1 μg genomic DNA from tissue biopsy, FFPE sections and whole blood were sheared into 350-bp fragments by Covaris M220 instrument (Covaris). For cfDNA, 2–100 ng DNA was used for library preparation without prior fragmentation. Sequencing libraries were constructed using KAPA Hyper Prep kit (KAPA Biosystems) according to manufacturer's protocol. In brief, DNA samples were subjected to end-repairing, A-tailing and ligation of indexed adapters, and subsequently size selection with Agencourt AMPure XP beads (Beckman Coulter). Resulted libraries were subjected to PCR amplification with numbers of PCR cycles suggested by the manufacturer's protocol according to DNA input. Amplified libraries were purified by Agencourt AMPure XP beads and quantified by Qubit 2.0.
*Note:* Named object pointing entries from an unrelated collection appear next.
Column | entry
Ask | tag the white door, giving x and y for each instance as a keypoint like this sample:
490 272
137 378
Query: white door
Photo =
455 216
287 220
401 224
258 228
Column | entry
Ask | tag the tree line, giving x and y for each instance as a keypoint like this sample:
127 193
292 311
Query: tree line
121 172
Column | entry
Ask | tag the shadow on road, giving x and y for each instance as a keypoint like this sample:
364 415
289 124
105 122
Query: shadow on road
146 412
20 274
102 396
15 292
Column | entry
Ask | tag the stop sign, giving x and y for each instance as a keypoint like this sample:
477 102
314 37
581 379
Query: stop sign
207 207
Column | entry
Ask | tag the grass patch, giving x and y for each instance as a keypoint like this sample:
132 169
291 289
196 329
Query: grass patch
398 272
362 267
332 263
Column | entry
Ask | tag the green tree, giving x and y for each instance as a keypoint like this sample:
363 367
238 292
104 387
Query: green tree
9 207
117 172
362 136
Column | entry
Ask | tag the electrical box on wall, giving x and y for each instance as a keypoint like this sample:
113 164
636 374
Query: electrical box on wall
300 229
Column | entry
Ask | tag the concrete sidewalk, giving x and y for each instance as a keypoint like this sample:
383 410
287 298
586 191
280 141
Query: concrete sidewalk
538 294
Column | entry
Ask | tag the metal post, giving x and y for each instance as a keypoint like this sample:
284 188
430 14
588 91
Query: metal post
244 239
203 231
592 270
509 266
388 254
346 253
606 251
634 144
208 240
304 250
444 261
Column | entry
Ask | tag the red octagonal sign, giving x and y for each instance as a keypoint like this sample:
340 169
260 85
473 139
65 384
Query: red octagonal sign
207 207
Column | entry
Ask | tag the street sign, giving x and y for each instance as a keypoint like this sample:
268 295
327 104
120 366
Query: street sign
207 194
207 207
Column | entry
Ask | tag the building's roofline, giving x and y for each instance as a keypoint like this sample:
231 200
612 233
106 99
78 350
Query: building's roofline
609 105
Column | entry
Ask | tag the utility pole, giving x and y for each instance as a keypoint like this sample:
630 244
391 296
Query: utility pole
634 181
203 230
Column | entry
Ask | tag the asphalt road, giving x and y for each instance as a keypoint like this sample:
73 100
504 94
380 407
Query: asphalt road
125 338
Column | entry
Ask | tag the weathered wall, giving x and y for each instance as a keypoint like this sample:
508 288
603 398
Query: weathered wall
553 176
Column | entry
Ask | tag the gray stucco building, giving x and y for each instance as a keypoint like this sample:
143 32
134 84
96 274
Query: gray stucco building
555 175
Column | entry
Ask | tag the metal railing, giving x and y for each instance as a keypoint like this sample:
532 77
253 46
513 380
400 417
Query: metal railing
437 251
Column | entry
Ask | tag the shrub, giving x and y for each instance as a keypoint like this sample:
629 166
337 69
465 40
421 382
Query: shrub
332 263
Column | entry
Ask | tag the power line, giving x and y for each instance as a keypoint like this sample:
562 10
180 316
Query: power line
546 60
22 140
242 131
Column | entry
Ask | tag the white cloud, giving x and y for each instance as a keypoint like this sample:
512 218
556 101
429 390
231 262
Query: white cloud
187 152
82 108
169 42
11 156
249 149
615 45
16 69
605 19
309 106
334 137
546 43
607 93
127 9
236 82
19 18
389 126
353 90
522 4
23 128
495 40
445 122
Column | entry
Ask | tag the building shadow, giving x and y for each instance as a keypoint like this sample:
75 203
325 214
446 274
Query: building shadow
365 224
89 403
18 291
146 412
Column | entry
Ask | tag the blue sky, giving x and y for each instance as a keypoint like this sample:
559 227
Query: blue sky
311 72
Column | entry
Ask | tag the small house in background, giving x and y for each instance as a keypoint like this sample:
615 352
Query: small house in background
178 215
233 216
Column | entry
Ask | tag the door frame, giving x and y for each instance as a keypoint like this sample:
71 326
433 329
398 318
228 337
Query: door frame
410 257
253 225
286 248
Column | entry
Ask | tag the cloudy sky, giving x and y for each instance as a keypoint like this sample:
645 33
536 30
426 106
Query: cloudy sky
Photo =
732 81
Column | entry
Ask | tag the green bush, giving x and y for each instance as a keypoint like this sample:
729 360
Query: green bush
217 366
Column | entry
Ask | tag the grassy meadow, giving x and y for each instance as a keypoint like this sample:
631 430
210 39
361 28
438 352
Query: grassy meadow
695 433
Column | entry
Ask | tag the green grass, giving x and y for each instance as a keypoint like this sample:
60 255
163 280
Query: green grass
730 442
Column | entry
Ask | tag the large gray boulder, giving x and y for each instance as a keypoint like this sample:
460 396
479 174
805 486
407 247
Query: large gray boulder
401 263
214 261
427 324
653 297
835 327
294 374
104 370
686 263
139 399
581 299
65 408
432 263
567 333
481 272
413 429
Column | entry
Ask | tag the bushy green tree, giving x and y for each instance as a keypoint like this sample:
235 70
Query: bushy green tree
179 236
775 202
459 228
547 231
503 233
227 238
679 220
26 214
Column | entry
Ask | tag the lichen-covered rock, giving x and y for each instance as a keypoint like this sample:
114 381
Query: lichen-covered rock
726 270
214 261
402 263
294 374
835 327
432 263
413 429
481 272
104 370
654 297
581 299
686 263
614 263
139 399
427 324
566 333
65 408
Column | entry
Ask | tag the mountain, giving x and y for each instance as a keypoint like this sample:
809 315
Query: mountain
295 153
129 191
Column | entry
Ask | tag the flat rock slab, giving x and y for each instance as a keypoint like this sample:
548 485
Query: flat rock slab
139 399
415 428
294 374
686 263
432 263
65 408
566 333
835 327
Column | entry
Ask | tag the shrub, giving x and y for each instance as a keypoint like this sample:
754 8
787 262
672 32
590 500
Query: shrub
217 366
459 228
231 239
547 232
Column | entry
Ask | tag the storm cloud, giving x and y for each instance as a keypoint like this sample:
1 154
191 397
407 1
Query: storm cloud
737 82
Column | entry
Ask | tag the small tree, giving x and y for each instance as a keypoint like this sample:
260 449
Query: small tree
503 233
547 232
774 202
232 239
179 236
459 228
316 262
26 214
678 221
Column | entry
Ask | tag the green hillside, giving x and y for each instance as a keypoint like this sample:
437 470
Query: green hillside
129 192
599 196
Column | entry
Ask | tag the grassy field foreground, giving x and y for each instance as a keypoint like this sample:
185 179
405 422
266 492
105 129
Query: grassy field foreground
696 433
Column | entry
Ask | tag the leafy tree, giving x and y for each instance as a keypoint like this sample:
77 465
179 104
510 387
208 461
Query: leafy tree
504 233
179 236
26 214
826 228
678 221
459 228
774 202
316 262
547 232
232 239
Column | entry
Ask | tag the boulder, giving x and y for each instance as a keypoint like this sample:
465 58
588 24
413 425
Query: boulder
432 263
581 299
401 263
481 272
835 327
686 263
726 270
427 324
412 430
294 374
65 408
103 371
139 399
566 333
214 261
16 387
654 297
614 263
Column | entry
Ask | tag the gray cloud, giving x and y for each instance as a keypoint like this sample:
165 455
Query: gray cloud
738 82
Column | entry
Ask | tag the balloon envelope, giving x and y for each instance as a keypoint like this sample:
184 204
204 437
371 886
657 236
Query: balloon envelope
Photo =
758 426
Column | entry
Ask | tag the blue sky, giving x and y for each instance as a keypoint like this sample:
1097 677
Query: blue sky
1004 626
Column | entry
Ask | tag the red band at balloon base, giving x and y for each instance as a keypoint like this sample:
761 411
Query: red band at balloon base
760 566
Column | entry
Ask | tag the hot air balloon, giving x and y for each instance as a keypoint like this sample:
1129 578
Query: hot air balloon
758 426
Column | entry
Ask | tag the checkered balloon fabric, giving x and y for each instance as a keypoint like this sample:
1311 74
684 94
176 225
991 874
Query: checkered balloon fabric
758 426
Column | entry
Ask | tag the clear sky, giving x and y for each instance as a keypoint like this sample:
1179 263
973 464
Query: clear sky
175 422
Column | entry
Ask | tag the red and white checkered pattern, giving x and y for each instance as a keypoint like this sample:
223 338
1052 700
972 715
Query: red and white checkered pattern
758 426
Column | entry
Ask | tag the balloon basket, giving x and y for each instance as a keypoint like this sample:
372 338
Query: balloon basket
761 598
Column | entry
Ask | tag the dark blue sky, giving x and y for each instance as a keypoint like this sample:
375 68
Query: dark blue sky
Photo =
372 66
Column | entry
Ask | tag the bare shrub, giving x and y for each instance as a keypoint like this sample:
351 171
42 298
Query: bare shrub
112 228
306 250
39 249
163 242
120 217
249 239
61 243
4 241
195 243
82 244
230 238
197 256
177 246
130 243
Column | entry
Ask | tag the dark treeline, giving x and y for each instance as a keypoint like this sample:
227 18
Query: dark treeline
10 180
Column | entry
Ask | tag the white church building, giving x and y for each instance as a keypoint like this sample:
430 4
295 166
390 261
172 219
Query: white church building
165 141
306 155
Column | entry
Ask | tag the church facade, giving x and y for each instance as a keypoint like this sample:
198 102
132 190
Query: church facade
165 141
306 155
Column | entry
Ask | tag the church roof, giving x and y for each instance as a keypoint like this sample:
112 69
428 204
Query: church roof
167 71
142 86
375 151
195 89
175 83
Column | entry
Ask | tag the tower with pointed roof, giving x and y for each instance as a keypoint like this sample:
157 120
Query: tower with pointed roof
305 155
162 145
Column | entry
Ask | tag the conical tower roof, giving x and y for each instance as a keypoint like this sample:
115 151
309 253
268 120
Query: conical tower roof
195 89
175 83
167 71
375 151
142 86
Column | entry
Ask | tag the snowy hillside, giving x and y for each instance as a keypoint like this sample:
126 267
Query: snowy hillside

Library hybridization and sequencing

Libraries with different indexes were pooled together in optimized ratios to reach up to 2 μg of total DNA. Human Cot-1 DNA (Life Technologies) and xGen universal blocking oligos (Integrated DNA Technologies) were added as blocking reagents to reduce non-specific hybridization. Customized xGen lockdown probes (Integrated DNA Technologies) targeting 5,804 exons of 382 cancer-relevant genes and 37 introns of 16 fusion genes were used for hybridization enrichment (Supplementary Table 1). The capture reaction was performed with NimbleGen SeqCap EZ Hybridization and Wash Kit (Roche) and Dynabeads M-270 (Life Technologies) according to manufacturers’ protocols. Post-captured libraries were PCR amplified with Illumina p5 (5′ AAT GAT ACG GCG ACC ACC GA 3′) and p7 primers (5′ CAA GCA GAA GAC GGC ATA CGA GAT 3′) in KAPA HiFi HotStart ReadyMix (KAPA Biosystems), followed by purification with Agencourt AMPure XP beads, and quantified by qPCR method using KAPA Library Quantification kit (KAPA Biosystems). The size distribution of the library was analyzed by Bioanalyzer 2100 (Agilent Technologies). Target-enriched libraries were then sequenced on Illumina MiSeq or HiSeq4000 NGS platforms (Illumina) according to manufacturer's instructions. Targeted capture and sequencing performance of all the samples were summarized in Supplementary Table 3.

Sequence data processing

Trimmomatic [19] was used for adapter identification and quality filtering of FASTQ files. Leading/trailing low quality (quality reading below 15) or N bases were removed. Paired-end reads from each sample were mapped to hg19 (Human Genome version 19) reference genome by Burrows-Wheeler Aligner (BWA-mem, v0.7.12) [20] with parameters (−t 8 -M). Local realignment around indels and base quality score recalibration was applied with Genome Analysis Toolkit (GATK 3.4.0) [21]. SNPs/indels callings were made by VarScan2 (minimum quality score = 15 and otherwise default parameters) to detect mutations with MAF < 10% (http://dkoboldt.github.io/varscan/) and HaplotypeCaller/UnifiedGenotyper in GATK with default parameters to detect mutations with MAF > 10%, followed by filtration against dbSNP (v137) and 1000 Genome data sets. Germline mutations were identified by comparing to its matching whole blood DNA samples. Mutations were called when their MAFs are above 1% with at least 3 high quality non-paired mutant reads (> Q30) on different strands and manually inspected in Integrative Genomics Viewer (IGV, Broad Institute). However, when a mutation was called in any of the ctDNA or tissue samples, the sequencing reads of other samples were retrospectively inspected to detect such mutation with MAF < 1%, but has at least 3 high quality non-paired mutant reads (> Q30) on different strands, and reported (Supplementary Table 2). Genomic fusions were identified by FACTERA with default parameters [22]. Copy number variations (CNVs) were detected using ADTEx (http://adtex.sourceforge.net) with default parameters. Proposed discrete wavelet transform (DWT) was used to reduce intrinsic noise of the depth of coverage (DOC) ratios. The relative copy number gain/loss of each targeted region is quantified by hidden Markov model (HMM). Germline CNVs were identified by comparing patient's blood sample to normal human HapMap DNA sample NA18535 (Coriell Institute) for each captured region (exonic region). Somatic CNVs were identified by comparing tumor/ctDNA sample to blood sample for each exon.